This is something I have been struggling with for a rather long time. During my teen years and early 20s, I proudly wore the title "Gamer" I championed it in the face of withering social stigma and open condemnation and mockery from my peers, both in education and work. I even published a note on my Facebook page in late 2011 expressing my exasperation and distaste at being labeled not only a social outcast, but being at risk for becoming a violent deviant. (Found here: https://www.facebook.com/notes/robert-francis-mader/the-stigma-of-being-an-advlt-gamer/10150302054459376) Unfortunately, It seems the mockery and condemnation has only become worse in the intervening years, especially post Gamergate. So my question is this; Are you comfortable being called a Gamer? Why and why not?
(On a side and sort of related note, how do you feel about gamer mockery of "Filthy Casuals"? I've seen enough "Feking Casuals" posts to know that this is a part of our culture that needs to go. But I'm curious how the rest of our community feels about this.

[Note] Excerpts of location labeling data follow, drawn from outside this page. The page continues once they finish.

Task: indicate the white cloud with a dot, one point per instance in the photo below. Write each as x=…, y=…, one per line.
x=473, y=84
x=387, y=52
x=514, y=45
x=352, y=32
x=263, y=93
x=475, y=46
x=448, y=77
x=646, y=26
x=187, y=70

Matt Helgeson's 2014 article changed my opinion on how I view gamers and gaming in general. article here: http://www.gameinformer.com/b/features/archive/2014/02/20/the-changing-definition-of-39-gamer-39.aspx.)

As for being called a gamer... my friends are "gamers" and people I know who aren't don't really care. So yes, I am comfortable with being called gamer.
I think that even when I was younger and more actively played (on a Sega Genesis), I saw no positive or negative association with the term.


I'm happy so many of you seem like well adjusted individuals. But let me just clarify a bit. Perhaps I'm rather pedestrian in the definition, but I have always thought of a gamer as someone who plays video games for entertainment. Although what I considered a "Gamer" has changed repeatedly over the intervening years, due to the exposure of various ideas. My current perception of what constitutes a gamer is much more open now than what it was in the recent past, and falls more in line with what I had thought in my youth. This shift in thinking stems from reading Matt Helgeson's 2014 article, and prompted me to reexamine what it meant to me to be a gamer. Nevertheless, this open perception of what defines a gamer is what led me to self identify as a gamer throughout the greater part of my life. It is only once I had begun to recieve serious criticism* for my hobby that I began to self-examine my relation to my hobby. Perhaps I'm being pointlessly introspective, but I was wondering if anyone else had any shared experience in the matter.